Recently, the Comptroller's Office of Bogotá, Colombia, reported that 55% of hotel construction licenses are irregular.
The control body said that more than half of the licenses issued by urban curators for hotel construction purposes do not comply with urban planning regulations. Most of these irregular licenses were issued between 2007 and 2010.
The situation was found during an audit carried out by the Comptroller's Office in the local mayor's offices of the areas of Usaquén, Chapinero, Suba and Teusaquillo. "Of a sample of 99 licenses reported to the Planning Secretariat of that city, 54 present irregularities in the design of the plans, do not guarantee accessibility or movement of people and exceed permitted uses," reported the Colombian newspaper El Tiempo.
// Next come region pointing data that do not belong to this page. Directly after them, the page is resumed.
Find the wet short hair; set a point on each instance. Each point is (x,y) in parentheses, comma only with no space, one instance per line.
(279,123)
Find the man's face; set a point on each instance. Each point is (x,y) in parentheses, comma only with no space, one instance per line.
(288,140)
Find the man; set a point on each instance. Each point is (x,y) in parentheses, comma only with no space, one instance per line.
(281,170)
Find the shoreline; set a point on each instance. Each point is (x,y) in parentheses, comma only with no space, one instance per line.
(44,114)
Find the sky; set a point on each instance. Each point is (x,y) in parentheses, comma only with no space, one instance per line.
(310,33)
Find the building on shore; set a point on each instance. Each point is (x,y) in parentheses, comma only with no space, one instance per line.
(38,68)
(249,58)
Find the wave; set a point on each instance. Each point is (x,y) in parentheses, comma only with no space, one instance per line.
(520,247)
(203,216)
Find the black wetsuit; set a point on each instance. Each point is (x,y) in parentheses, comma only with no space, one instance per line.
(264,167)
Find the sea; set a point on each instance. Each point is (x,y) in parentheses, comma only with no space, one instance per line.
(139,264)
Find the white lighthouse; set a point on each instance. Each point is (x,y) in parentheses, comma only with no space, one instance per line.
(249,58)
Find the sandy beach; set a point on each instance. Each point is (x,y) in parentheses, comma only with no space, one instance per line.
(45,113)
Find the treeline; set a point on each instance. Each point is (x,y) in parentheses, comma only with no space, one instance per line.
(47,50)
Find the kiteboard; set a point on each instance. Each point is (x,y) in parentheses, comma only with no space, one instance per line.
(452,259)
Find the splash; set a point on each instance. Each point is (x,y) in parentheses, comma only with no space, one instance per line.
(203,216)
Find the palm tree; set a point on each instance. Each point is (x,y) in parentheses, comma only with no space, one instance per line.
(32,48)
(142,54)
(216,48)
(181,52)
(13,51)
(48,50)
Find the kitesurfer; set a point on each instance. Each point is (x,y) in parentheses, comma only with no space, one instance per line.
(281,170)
As explained by the comptroller of Bogotá, Diego Ardila, "30% of the selected sample evidenced, in the approved projects, greater amounts of work, change of use and scale, modification of the design, construction of unauthorized works, suppression of parking lots and invasion of public space."
Given this evidence, the official warned that the fact of building more floors than authorized "entails a disorderly development and a deterioration of the sectors that have already been regulated."
According to the comptroller, these facts were sent to be investigated by the Attorney General's Office, the Prosecutor's Office and the Personería, even many of these projects could be involved in disciplinary and criminal proceedings.